Are there future plans to create more useful aviation creations? As a matter of fact, Jeff is considering making an office desk for his dad out of a rear horizontal stabilizer.
Paul Schumacher loves photography. As a senior Journalism major at the University of Nebraska-Lincoln, he is hoping to make it a career. This interest in photography began with an elective course in high school. Soon after, Paul had his own darkroom set up in the attic of his parents’ home, coming out only to take more pictures and then escaping back to develop his film.

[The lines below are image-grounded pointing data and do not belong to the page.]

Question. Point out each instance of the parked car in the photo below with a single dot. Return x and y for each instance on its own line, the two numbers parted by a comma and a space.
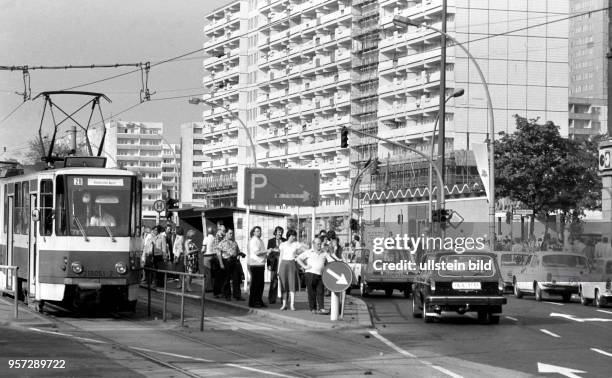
597, 286
370, 274
552, 273
461, 290
509, 264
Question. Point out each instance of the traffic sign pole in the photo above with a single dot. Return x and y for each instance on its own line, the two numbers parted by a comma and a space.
335, 306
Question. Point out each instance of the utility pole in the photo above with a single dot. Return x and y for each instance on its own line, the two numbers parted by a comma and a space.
442, 109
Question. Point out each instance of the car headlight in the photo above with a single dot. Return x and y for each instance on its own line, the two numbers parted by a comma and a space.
120, 268
76, 267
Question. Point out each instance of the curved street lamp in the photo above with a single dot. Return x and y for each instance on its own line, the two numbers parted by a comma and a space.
197, 101
457, 93
405, 21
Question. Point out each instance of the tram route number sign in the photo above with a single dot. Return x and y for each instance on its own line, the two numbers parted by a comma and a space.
159, 206
337, 276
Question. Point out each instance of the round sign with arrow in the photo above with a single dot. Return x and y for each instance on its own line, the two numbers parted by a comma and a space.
159, 206
337, 276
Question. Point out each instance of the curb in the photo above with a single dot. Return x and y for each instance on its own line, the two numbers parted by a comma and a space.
38, 321
363, 316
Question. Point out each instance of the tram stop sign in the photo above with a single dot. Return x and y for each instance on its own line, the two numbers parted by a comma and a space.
337, 276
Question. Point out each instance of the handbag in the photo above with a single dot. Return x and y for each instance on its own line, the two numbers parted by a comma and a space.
214, 263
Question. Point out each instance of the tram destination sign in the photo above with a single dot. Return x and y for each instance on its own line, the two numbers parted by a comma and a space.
280, 186
605, 158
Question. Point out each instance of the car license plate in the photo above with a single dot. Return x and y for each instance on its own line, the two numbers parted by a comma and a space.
466, 285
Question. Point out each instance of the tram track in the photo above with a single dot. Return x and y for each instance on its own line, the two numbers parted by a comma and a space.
124, 347
277, 344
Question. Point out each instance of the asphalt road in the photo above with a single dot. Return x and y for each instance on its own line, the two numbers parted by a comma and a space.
69, 357
235, 343
530, 332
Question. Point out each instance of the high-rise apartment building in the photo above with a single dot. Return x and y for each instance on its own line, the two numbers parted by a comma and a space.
297, 71
140, 147
588, 84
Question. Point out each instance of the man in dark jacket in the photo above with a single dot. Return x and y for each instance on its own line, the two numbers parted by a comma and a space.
272, 262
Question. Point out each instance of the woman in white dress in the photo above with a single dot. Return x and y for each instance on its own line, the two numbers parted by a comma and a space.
287, 269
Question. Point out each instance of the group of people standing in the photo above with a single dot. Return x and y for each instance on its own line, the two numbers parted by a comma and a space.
282, 257
172, 249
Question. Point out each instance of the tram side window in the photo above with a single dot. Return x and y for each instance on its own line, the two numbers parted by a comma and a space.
17, 217
137, 206
25, 214
46, 207
5, 208
60, 207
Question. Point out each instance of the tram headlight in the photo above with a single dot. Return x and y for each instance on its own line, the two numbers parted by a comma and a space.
120, 268
76, 267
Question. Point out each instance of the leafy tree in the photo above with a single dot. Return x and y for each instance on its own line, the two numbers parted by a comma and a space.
546, 172
35, 148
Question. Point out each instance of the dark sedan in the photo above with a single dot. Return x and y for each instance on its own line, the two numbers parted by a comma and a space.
447, 281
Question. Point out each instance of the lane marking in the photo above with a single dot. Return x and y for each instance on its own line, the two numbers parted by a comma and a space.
549, 333
266, 372
170, 354
68, 335
601, 352
408, 354
579, 320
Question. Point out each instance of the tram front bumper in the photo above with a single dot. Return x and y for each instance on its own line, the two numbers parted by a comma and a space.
95, 283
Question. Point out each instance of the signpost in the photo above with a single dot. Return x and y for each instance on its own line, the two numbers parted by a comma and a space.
280, 186
159, 206
337, 277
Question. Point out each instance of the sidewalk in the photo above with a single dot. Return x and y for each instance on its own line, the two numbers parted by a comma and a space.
356, 314
26, 317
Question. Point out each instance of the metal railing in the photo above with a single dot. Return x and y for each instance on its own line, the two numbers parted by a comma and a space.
10, 286
152, 275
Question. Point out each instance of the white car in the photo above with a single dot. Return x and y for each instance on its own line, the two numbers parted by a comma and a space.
597, 286
551, 272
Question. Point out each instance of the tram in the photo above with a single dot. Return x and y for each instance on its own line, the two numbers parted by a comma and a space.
73, 226
74, 233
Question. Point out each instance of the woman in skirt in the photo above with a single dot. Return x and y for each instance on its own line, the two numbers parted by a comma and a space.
287, 269
191, 257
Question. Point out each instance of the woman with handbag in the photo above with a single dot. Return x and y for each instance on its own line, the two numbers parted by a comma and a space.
191, 257
178, 252
287, 269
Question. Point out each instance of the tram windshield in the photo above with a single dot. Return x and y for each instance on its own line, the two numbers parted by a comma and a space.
96, 206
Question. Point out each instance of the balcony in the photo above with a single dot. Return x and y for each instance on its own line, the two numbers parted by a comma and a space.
419, 57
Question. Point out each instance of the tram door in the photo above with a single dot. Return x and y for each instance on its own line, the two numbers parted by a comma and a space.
33, 250
9, 231
9, 242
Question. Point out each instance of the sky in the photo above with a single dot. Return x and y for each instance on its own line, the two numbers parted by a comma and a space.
85, 32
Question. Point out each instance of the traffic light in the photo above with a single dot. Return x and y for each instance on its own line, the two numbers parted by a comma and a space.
435, 215
375, 168
445, 216
354, 224
344, 137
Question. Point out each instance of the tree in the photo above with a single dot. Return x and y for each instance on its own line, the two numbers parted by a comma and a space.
35, 149
546, 172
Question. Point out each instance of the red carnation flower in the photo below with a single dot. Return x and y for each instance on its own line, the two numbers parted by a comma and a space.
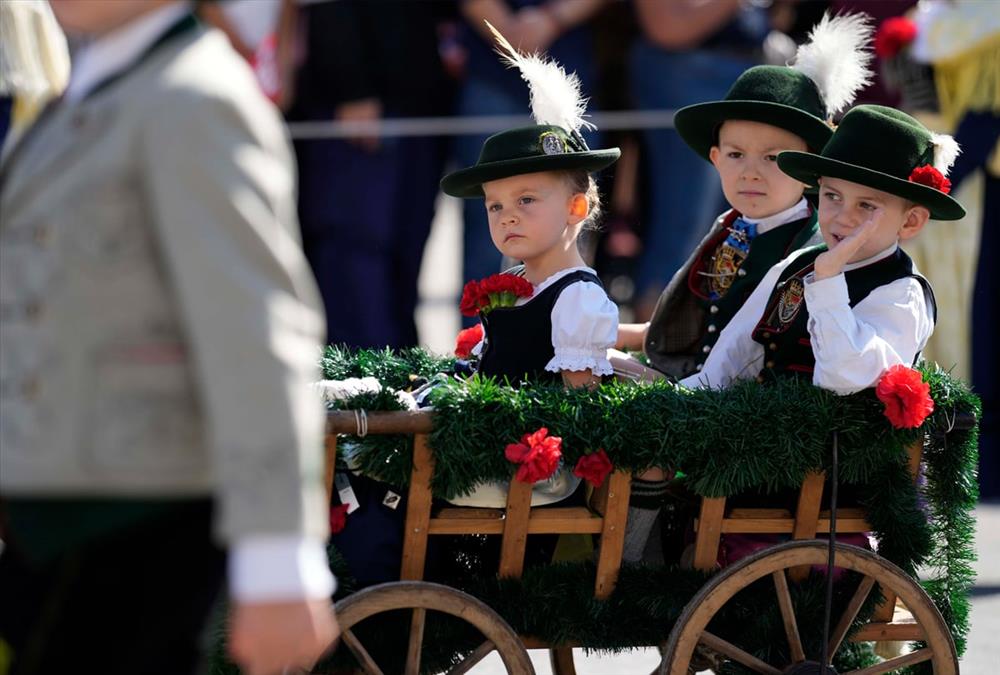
931, 177
470, 299
467, 339
906, 397
894, 34
338, 517
537, 453
498, 290
593, 467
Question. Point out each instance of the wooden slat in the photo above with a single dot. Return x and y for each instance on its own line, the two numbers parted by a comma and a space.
788, 616
807, 515
706, 546
515, 531
851, 611
609, 558
732, 651
807, 511
414, 649
418, 511
904, 631
330, 459
890, 665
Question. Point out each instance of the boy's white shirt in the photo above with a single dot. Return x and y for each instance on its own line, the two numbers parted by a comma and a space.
261, 568
853, 346
798, 211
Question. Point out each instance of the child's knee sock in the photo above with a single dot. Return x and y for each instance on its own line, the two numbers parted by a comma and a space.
644, 505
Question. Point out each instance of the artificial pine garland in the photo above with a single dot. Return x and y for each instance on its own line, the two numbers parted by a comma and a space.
745, 437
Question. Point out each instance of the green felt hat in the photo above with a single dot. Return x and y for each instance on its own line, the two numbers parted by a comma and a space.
542, 147
775, 95
882, 148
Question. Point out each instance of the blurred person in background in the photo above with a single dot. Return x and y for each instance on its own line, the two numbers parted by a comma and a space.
263, 33
34, 64
366, 203
556, 27
159, 327
690, 51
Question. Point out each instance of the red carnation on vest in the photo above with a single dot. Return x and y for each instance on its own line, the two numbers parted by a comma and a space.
467, 339
906, 397
931, 177
894, 34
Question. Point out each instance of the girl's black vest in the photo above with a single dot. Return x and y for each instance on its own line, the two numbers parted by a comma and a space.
782, 330
519, 339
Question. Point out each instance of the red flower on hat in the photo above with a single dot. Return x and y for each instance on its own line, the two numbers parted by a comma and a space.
467, 339
537, 453
906, 397
593, 467
931, 177
338, 517
498, 290
894, 34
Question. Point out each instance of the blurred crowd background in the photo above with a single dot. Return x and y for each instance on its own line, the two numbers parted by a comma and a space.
383, 96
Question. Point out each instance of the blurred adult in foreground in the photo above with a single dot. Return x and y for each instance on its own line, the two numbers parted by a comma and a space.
159, 328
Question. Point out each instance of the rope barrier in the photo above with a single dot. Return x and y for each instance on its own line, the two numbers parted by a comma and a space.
468, 126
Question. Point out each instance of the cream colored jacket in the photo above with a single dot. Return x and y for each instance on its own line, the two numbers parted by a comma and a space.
158, 321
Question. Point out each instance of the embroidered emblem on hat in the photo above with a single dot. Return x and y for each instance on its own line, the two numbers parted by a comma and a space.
791, 300
552, 144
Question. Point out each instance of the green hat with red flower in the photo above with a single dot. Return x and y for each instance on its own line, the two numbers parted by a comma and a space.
554, 143
885, 149
828, 72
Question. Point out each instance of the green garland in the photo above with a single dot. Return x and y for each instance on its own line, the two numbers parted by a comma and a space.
784, 431
744, 438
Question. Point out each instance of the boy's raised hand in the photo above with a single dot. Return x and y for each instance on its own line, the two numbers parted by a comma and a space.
832, 262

Paul also likes simplicity. That is why he chose to photograph the Barbara Jean, a P-51 Mustang. “It’s a tough old bird — elegant and unpainted. The photo captures the classic history of the War Bird at sunset.” Since the photo was taken the Barbara Jean experienced a hard landing and sustained significant damage. However, by this time next year, she will be back in the air again according to Harry Bar, owner of the Barbara Jean.
Paul doesn’t limit himself and is willing to go anywhere for a shot. Destinations such as France, Barcelona and other exotic locations are captured on rolls and rolls of film. He wants to go where the pictures take him leaving nothing to impede his progress.

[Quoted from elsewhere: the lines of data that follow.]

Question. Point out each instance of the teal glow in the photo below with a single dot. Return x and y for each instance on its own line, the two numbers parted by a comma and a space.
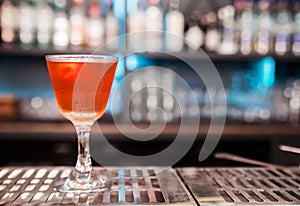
136, 62
264, 75
132, 62
267, 70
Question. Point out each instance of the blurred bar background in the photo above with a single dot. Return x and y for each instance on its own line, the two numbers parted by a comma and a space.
254, 45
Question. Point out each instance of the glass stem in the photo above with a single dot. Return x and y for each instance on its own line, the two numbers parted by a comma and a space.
83, 166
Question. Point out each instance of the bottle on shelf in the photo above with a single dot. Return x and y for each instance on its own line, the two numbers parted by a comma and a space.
284, 28
238, 7
213, 36
296, 34
77, 23
112, 28
154, 26
95, 27
60, 25
27, 23
174, 36
246, 25
44, 24
264, 25
228, 46
136, 28
8, 23
194, 36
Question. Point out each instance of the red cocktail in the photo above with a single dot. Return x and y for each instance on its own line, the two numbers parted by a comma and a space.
82, 85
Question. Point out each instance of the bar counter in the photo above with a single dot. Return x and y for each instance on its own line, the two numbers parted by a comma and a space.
157, 186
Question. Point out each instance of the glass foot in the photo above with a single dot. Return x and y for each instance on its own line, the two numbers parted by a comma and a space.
83, 184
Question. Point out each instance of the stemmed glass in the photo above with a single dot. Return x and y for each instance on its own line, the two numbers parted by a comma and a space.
82, 84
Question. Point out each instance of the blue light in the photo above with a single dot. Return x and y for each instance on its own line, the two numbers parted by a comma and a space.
267, 70
132, 62
264, 76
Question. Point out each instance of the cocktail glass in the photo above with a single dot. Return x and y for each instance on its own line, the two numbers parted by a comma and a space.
82, 85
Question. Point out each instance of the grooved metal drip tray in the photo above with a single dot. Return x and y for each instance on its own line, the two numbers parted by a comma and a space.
139, 186
243, 186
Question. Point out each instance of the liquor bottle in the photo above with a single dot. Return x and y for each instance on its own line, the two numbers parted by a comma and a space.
194, 36
174, 36
112, 29
153, 26
77, 23
284, 21
136, 28
213, 36
44, 24
264, 37
95, 27
296, 35
60, 25
246, 24
228, 45
238, 6
8, 22
27, 23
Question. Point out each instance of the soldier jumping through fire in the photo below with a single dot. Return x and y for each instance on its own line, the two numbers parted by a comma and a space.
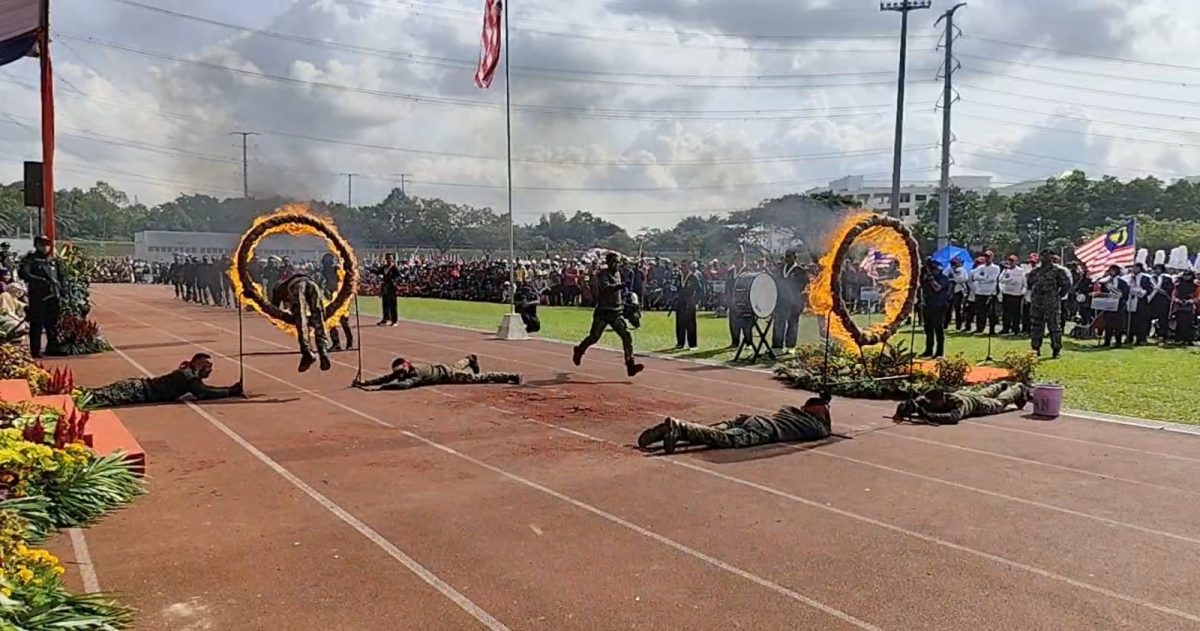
406, 376
807, 424
305, 301
187, 379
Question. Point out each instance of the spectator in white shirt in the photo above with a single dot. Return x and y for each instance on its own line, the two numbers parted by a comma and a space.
985, 284
1012, 288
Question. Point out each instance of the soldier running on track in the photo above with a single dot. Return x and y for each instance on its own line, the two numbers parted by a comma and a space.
609, 314
939, 407
789, 425
187, 379
406, 376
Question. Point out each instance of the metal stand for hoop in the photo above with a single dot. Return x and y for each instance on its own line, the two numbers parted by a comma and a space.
241, 348
358, 332
762, 344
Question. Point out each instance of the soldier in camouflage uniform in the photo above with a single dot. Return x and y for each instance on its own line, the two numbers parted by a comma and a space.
939, 407
1049, 284
305, 300
789, 425
406, 376
187, 379
329, 270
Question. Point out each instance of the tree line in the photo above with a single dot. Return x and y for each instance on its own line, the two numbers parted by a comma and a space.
1060, 214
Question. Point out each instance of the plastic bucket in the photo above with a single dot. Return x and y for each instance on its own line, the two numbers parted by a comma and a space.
1048, 400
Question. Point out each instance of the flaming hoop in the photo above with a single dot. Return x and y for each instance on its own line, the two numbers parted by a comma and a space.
889, 236
294, 220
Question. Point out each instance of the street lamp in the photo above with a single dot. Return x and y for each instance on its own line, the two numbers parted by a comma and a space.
904, 7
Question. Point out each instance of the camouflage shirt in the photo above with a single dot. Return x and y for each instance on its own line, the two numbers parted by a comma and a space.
1048, 286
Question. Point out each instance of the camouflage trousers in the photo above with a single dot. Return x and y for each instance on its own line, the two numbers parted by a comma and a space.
994, 400
306, 304
789, 425
1045, 318
460, 373
124, 392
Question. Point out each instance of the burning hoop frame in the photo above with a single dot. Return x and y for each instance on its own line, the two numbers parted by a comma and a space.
891, 236
295, 220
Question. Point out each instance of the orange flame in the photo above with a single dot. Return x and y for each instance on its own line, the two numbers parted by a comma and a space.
295, 229
885, 240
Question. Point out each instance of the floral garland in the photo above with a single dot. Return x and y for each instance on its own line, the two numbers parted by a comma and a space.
294, 220
880, 334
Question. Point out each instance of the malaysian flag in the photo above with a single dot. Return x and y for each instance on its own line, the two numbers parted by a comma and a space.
490, 46
1114, 247
876, 262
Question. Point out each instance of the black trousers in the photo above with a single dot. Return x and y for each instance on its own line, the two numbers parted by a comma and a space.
685, 325
985, 313
390, 307
934, 322
1012, 313
786, 326
43, 316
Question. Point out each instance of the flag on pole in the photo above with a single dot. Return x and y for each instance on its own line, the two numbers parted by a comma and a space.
1114, 247
490, 44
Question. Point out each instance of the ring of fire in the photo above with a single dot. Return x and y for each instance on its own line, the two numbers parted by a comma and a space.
294, 220
891, 236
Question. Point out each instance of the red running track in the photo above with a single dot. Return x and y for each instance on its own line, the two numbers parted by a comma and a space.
316, 506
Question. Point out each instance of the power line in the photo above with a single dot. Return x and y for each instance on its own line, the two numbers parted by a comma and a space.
528, 71
1084, 72
402, 96
1085, 89
1087, 55
1056, 130
1074, 103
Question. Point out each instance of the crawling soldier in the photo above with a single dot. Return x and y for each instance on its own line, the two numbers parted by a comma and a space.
187, 379
305, 300
939, 407
405, 376
789, 425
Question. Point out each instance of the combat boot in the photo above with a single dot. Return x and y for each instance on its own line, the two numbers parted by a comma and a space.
306, 360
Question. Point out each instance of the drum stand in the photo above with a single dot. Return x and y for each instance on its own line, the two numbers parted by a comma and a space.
762, 344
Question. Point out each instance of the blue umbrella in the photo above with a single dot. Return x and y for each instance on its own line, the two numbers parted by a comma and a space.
949, 252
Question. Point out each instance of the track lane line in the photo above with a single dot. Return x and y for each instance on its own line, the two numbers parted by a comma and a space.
765, 488
996, 494
349, 518
423, 572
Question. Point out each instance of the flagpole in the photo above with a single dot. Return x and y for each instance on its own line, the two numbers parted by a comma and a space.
508, 134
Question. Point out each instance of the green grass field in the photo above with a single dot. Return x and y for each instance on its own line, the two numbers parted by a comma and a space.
1146, 383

In 1980, Charles began building sand sculptures to entertain his five year old son while on the beach. This would be the unlikely beginning of a career that continues today. Beginning with just a pile of sand Charles discovered, through trial and error, a way to build tall sculptures without having them collapse. They soon found their way into newspapers, magazines and commercial endorsements.
He has created sculptures weighing in excess of 1,000 tons and over three stories high for customers all over the United States and the Caribbean. Commercial promotions for the 1992 and 1996 Olympics, Super Bowl XXX, MLB All-star game at Camden Yard and the NBA All-Star game, have highlighted his career. When he retired from the Air Force, he opened International Designs studio in Otsego, Michigan, building large scale sculptures in fiberglass, urethane, foam and clay while continuing to create sand sculptures.

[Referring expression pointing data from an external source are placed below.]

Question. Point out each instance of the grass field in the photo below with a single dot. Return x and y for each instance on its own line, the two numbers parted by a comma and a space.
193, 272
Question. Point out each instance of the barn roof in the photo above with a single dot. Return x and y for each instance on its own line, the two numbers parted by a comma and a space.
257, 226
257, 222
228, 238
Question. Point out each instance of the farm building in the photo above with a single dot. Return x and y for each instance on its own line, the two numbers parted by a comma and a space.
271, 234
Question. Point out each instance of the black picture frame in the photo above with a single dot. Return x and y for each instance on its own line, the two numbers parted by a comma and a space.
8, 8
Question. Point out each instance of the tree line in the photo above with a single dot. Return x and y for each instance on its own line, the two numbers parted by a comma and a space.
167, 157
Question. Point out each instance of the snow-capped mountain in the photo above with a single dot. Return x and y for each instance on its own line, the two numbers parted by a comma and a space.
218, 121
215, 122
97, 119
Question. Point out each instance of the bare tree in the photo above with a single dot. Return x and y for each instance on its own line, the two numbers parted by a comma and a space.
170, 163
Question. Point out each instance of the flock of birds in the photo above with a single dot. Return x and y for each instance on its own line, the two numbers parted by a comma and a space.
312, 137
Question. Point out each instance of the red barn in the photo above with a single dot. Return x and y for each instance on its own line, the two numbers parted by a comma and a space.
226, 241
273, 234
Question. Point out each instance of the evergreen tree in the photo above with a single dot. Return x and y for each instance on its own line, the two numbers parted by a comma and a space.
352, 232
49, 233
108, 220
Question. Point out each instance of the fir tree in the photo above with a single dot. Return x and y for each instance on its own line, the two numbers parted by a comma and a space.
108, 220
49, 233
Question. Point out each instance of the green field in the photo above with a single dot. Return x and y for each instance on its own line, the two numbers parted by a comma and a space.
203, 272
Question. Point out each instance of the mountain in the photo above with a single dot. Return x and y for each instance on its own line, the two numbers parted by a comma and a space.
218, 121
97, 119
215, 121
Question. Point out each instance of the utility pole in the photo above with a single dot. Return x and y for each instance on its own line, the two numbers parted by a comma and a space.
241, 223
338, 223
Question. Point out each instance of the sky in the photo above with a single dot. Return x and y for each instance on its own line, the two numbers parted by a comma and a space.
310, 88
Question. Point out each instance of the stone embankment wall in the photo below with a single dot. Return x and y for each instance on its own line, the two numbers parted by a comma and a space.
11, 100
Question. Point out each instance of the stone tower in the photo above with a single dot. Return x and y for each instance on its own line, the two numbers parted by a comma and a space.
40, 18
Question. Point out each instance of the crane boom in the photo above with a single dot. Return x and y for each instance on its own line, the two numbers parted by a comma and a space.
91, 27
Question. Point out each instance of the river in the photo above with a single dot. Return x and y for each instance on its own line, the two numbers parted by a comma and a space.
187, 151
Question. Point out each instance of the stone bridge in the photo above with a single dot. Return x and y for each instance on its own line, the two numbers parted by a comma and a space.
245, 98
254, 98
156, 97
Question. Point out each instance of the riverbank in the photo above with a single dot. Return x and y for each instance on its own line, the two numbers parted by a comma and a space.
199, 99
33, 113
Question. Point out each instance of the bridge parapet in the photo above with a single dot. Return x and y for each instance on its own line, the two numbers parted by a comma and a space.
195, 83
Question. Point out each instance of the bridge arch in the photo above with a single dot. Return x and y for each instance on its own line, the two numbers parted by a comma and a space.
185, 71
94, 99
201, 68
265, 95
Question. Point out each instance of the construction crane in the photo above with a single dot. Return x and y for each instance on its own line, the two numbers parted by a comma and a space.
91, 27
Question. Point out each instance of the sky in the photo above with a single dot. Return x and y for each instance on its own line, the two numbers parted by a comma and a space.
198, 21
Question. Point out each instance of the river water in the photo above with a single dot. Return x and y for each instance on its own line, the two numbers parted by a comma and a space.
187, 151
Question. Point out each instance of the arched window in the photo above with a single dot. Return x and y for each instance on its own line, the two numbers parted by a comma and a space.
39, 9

In 2000 he decided to semi retire from sand sculpture and scale down his business in order to spend more time at home and in the studio. Today, he works for Duncan Aviation as a cabinet specialist and spends weekends and evenings in the studio.
The relief sculpture created for Duncan Aviation’s 50th anniversary is a tribute to the founder, Donald Duncan. Central to the piece, is a bust of Donald surrounded by aviation symbolism depicting some of the highlights of Duncan Aviation. Turbine blades form a sunburst that radiate from the center of the piece signifying not only the role of aircraft maintenance in Duncan Aviation’s success but also the company growth radiating from that success. Under the bust is a symbol representing the shops involved with Duncan Aviation’s success. The Latin words, veneratio (respect), officium, (duty to service), and prohitas (honesty) signify the commitment to customer service. The many circular depressions to the lower right and left of the bust represent the hundreds of faces behind the Duncan Aviation name. In the lower left corner is the original Duncan Aviation hanger with the Lear 23 and in the right corner is the current Battle Creek facility. The various airplanes represent the many types of aircraft that Duncan has serviced through the years. Finally, Donald Duncan’s tie clasp has a small telephone on it commemorating his talent for successfully conducting business on the phone.